Way back on 12/3 we went to Children's Hospital for a follow up ultrasound on Sadie's kidney and I'm just now getting around to blogging about it. Man, babies keep you busy!

We had an ultrasound while we were still in the hospital and they said that everything looked fine. Apparently they don't know anything about anything.

We started off in the ultrasound area at Children's - her ultrasound was completed but the tech didn't tell us anything about it - which is normal, just not for me since every ultrasound tech we had through pregnancy would at least give us a little information! She sent the pictures up to the doctor. After the ultrasound was completed we went upstairs to the urology department to meet with the doctor. This was one of the longest days ever. I am pretty sure our appointment was at 10 or so in the morning and we didn't get home until almost 3!

Side note: I successfully nursed in public for the first time in the waiting room at the hospital! Ok, so not technically a super public place, like a restaurant or something, but close enough. There were a lot of people there! We hadn't started Sadie on bottles yet and I was nervous when I realized that this was going to be an all day event because eventually she'd have to eat. Also - I am not very skilled at using my nursing cover yet, so I was also nervous about that but it was a success! I'm pretty proud of myself. I don't think I'll nurse in public often, especially since we've started the little lady on bottles. I guess it's nice to know that the option is there in case she finishes a bottle and is still hungry, or in case I forget to bring a bottle (it'll happen, I know it).

We waited in the waiting room for so long! It was annoying because we'd been there for about an hour an no one had even been called back within that hour!
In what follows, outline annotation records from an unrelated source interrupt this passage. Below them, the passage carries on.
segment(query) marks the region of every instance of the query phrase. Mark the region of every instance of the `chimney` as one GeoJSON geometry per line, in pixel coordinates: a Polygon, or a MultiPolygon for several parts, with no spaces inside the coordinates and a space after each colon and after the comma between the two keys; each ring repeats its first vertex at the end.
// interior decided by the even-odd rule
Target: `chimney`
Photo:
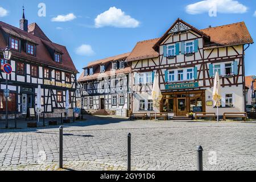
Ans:
{"type": "Polygon", "coordinates": [[[23,14],[22,15],[22,18],[19,20],[19,29],[24,31],[28,31],[28,22],[25,19],[25,14],[24,13],[24,6],[23,6],[23,14]]]}

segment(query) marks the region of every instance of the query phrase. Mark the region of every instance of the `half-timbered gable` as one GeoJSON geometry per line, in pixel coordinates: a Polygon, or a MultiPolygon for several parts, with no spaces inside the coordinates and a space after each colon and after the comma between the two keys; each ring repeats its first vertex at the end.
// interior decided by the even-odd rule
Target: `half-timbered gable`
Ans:
{"type": "MultiPolygon", "coordinates": [[[[42,88],[42,108],[47,116],[59,116],[64,111],[67,90],[70,108],[75,107],[78,72],[66,48],[51,41],[36,23],[28,27],[23,24],[20,28],[0,22],[0,48],[8,46],[12,52],[9,63],[13,72],[7,76],[9,89],[13,96],[8,104],[9,108],[11,108],[10,111],[24,115],[29,108],[35,108],[39,85],[42,88]]],[[[6,61],[2,52],[0,57],[2,68],[6,61]]],[[[2,95],[6,78],[1,69],[0,112],[3,113],[5,102],[2,95]]]]}
{"type": "Polygon", "coordinates": [[[125,60],[129,54],[96,61],[84,68],[78,80],[82,88],[84,109],[91,113],[105,110],[110,114],[126,115],[130,106],[128,84],[131,68],[125,60]]]}
{"type": "Polygon", "coordinates": [[[133,111],[149,110],[150,72],[159,75],[164,97],[159,111],[175,115],[214,111],[216,72],[221,80],[222,113],[244,111],[244,52],[251,43],[243,22],[199,30],[178,19],[160,38],[139,42],[127,59],[134,81],[133,111]]]}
Later I found out that there was basically only one doctor in the office at the time so I can see why the wait was so long.

Finally we got called back and Little Miss was weighed (10.3 pounds, they let her keep her clothes on so I rounded down to 10 pounds). We hung out in a room for a few minutes and the doctor came in and said that her left kidney was still mildly to moderately dilated and that her right kidney was very mildly dilated. Apparently she has a disease called Hydronephrosis which literally means, "water inside the kidney." I was kind of taken aback when he said she has this "disease." It doesn't mean anything to me now because she's still my perfect baby, I just was shocked to hear someone diagnose her with a 'disease'.
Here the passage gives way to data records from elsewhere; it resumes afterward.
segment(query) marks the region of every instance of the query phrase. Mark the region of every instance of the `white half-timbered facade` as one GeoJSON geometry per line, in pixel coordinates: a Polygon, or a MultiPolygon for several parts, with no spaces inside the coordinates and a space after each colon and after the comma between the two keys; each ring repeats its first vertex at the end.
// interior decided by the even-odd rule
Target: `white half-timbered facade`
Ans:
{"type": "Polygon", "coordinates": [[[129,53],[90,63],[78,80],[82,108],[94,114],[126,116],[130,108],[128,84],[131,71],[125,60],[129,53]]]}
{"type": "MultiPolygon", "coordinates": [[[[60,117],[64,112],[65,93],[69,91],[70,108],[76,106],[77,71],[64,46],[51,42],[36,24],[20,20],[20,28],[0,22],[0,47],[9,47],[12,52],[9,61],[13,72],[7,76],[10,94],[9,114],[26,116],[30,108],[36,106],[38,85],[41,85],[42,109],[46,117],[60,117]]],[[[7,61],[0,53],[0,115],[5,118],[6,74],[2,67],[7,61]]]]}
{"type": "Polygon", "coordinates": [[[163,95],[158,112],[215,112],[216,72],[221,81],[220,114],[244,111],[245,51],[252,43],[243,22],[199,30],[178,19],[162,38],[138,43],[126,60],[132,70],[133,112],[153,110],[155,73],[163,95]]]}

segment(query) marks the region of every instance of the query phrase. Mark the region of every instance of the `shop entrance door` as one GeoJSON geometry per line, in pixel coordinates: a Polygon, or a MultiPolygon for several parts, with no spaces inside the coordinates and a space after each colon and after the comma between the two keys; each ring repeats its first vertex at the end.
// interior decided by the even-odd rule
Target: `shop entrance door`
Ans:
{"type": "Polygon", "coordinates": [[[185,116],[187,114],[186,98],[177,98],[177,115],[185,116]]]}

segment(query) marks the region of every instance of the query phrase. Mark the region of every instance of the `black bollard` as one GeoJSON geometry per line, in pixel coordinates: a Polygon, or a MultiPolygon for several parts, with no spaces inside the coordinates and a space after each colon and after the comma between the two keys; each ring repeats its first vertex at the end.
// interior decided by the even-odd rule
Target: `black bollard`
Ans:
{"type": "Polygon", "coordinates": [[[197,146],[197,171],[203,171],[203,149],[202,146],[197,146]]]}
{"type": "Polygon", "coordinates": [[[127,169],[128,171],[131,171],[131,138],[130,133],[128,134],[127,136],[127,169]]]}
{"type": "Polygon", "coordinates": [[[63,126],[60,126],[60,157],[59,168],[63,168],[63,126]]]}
The doctor said we don't really know if she has reflux right now (urine going back up into the kidney instead of coming out). We could put her on antibiotics to try to resolve the issue but she'd likely have to be on them for 1-1.5 years. That's a long time to be on antibiotics, everyday. He said that this disease has only been around for as long as ultrasounds have been able to detect it (20-25 years) but babies have been born with it unknowingly for much longer than that. Once the disease was discovered doctors began over treating patients with this disease and now they are trying to go back to only treating when absolutely necessary. Who knows how many babies were born with this prior to ultrasounds being able to detect it, and those kids were just fine. ;o)
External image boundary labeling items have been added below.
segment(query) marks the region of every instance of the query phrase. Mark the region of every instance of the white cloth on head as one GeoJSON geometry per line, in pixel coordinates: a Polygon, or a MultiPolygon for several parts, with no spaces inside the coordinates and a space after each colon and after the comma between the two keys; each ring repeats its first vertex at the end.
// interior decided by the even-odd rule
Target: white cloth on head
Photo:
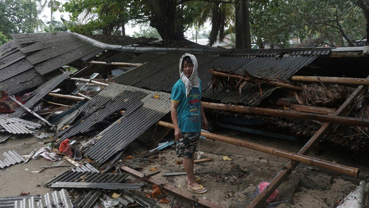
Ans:
{"type": "Polygon", "coordinates": [[[186,86],[186,97],[187,98],[192,87],[199,87],[200,84],[199,76],[197,76],[197,60],[194,56],[189,53],[186,53],[181,57],[179,60],[179,74],[182,81],[186,86]],[[182,62],[183,62],[183,58],[187,56],[190,57],[193,64],[193,71],[189,78],[186,76],[182,70],[182,62]]]}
The plan is to continue to monitor Sadie's kidneys through ultrasound every 3 months. If nothing changes by the time she's 1 we will continue to get ultrasounds after that once a year. If her kidneys get worse or leave the moderate range it's likely that she'll have a small surgery to correct the issue. Our main concern is that we don't want any permanent damage done to the kidneys. This would most likely come with an infection (kidney, or possibly bladder). We were told to contact our pediatrician and Children's if she gets a fever or just ever is not acting herself - she could still be sick without the fever. He basically told us to be the crazy parents who call each time their child isn't acting like they normally do. I'm glad he gave us permission (so far we haven't had to call but I do second guess myself all the time - she just blinked 4 times in 30 seconds, is she not acting herself today?!) to be the crazy parents.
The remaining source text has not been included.